18 de febrero de 2024

(Génesis 9:8-15; I Pedro 3:18-22; Marcos 1:12-15)

Siempre en el primer domingo de cuaresma escuchamos que Jesús es tentado en el desierto.  Probablemente la mayoría de nosotros recordamos cómo Satanás reta al Señor que cambie piedras en panes y se postre delante de él.  Sin embargo, el pasaje del Evangelio según San Marcos que acabamos de oír no dice nada de los contenidos de las tentaciones.  Solo informa que el Espíritu Santo impulsa a Jesús al desierto.  No es correcto pensar que Marcos tenga en mente las mismas tentaciones como los Mateo y Lucas. De hecho, parece que Marcos tiene otra idea de tentación.

La palabra para tentación tiene dos sentidos.  Puede ser un intento de seducir a una persona con cosa atractiva traicionar los principios de su vida.  O puede ser probar a la persona para fortalecerla. Porque el Espíritu Santo origina la tentación y que no hay ninguna sugerencia de decepción, probablemente es pretendida como una prueba y fortalecimiento.

Se puede comparar la tentación de Jesús en el Evangelio de Marcos con la Escuela Ranger del Ejército de los Estados Unidos.  Preparándose para el combate, los soldados entrenan por más de sesenta días en condiciones extremamente rigurosas.  Comen solo 2,200 calorías y duermen por promedio solo 3.5 horas diariamente.  Seguramente después de un curso tan retador los soldados serán entre los más listos para la guerra en el mundo.  Así Jesús se prepara para la misión que está para comenzar.  Predicará “el Reino de Dios” que salva al mundo de la perdición y le da la paz.
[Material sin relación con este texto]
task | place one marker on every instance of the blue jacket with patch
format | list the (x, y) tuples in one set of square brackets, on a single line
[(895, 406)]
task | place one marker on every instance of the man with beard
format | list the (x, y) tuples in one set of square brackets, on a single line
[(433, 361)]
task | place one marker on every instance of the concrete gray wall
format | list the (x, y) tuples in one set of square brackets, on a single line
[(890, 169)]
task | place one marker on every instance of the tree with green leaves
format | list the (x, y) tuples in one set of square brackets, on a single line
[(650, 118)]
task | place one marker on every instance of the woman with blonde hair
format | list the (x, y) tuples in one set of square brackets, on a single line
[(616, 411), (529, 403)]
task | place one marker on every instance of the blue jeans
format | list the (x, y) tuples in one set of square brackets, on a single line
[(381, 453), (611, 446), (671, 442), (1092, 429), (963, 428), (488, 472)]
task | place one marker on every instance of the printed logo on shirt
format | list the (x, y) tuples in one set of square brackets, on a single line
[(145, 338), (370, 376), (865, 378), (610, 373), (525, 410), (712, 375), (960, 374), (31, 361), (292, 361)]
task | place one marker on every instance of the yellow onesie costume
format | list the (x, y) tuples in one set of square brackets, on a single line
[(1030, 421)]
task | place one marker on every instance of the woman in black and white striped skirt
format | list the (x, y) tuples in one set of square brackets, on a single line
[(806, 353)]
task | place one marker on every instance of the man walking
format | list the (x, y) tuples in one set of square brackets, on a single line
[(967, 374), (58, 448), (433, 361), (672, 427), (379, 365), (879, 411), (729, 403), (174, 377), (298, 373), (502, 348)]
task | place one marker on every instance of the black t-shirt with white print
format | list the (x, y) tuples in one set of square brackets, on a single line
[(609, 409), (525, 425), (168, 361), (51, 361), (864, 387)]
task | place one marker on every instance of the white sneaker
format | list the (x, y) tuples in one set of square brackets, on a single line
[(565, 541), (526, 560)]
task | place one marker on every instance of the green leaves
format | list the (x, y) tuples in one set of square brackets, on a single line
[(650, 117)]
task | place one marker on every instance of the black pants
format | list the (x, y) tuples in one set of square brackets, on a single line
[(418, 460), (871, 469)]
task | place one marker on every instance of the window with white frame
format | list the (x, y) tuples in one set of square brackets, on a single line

Debemos pensar en la Cuaresma como nuestro entrenamiento para continuar esta misión de Jesús.  En el mundo hoy la cultura por gran parte ha dejado atrás la religión.  Las canciones populares cuentan de encuentros sexuales, no de visitas al párroco para casarse.  Se reservan las mañanas de domingo aún más para partidos de fútbol o básquet que por acudir a la iglesia.  La Navidad es para darse al uno y otro los regalos, no de adorar al Niño redentor. Y se recuerda la Pascua por buscando huevos y comiendo chocolates, no por la esperanza de la vida eterna. 

“¿Y qué es el problema?” preguntarán algunos.  El problema es que una vez que la sociedad pierda su religión, pierde también su núcleo que sostiene todas partes juntadas.  Como resultado, comenzará a deshacerse.  Sin religión, la sociedad no sería responsable al Único que no se puede engañar.  Pronto se aparecía problemas enormes.  Vemos indicaciones del deshacer ahora en nuestra sociedad.  Un número creciente de adolescentes intentan a suicidarse.  Los medios de comunicación regularmente dan desinformación para manipular al público a conformarse con su propia perspectiva.  Con la preocupación con el sexo sin la intención de tener familia, la población se hace más disminuida, vieja y débil.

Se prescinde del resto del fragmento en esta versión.